Ia pun mendukung upaya kasasi yang telah di ajukan oleh Kejaksaan Negeri Ketapang. “Pemerintah dan aparaturnya harus terbuka dalam penegakan hukum kasus sumber daya alam ini,” tegasnya.
AMAN Kalbar: “Tragedi Penegakan Hukum yang Menciderai Keadilan”
Senada dengan Adam, Bobpi Kaliyono dari AMAN Kalbar menyebut vonis bebas terhadap Yu Hao sebagai tragedi hukum yang mencederai rasa keadilan masyarakat Kalimantan Barat.
“Aktivitas tambang ilegal oleh WNA ini tidak hanya merugikan negara secara ekonomi, tetapi juga menunjukkan bahwa aparatur negara kalah dalam melawan kejahatan lingkungan yang di dukung pemodal besar,” kata Bobpi.
Ia menegaskan bahwa kejahatan lingkungan harus dipandang sebagai extraordinary crime (kejahatan luar biasa) yang membutuhkan penanganan serius dan konsisten. Hukuman berat, baik pidana penjara maupun denda, di perlukan untuk memberikan efek jera dan mencegah kejahatan serupa di masa depan.

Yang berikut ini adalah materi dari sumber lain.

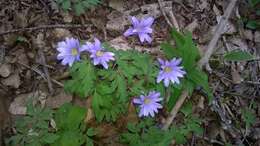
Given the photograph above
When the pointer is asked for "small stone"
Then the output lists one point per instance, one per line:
(12, 81)
(5, 70)
(58, 100)
(61, 33)
(18, 106)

Meski demikian, Bobpi menilai masih ada harapan agar Yu Hao dapat di mintai pertanggungjawaban pidana, mengingat kasusnya belum inkracht (berkekuatan hukum tetap). Saat ini, Kejaksaan Negeri Ketapang telah mengajukan kasasi ke Mahkamah Agung atas vonis bebas tersebut.
“Publik Kalimantan Barat harus terus memantau proses ini agar putusan kasasi benar-benar berpihak pada kebenaran dan keadilan,” tambahnya.
Aktivis Berkomitmen Mengawal Kasus
Para aktivis yang hadir dalam aksi ini menegaskan komitmennya untuk terus mengawal kasus Yu Hao dan pertambangan ilegal di Kalimantan Barat. Mereka juga mendesak aparat penegak hukum untuk mengusut aktor-aktor lain yang terlibat dalam praktik ilegal ini.
Dengan semakin besarnya sorotan publik, harapannya putusan kasasi nanti dapat menjadi momentum perbaikan dalam penegakan hukum lingkungan di Indonesia.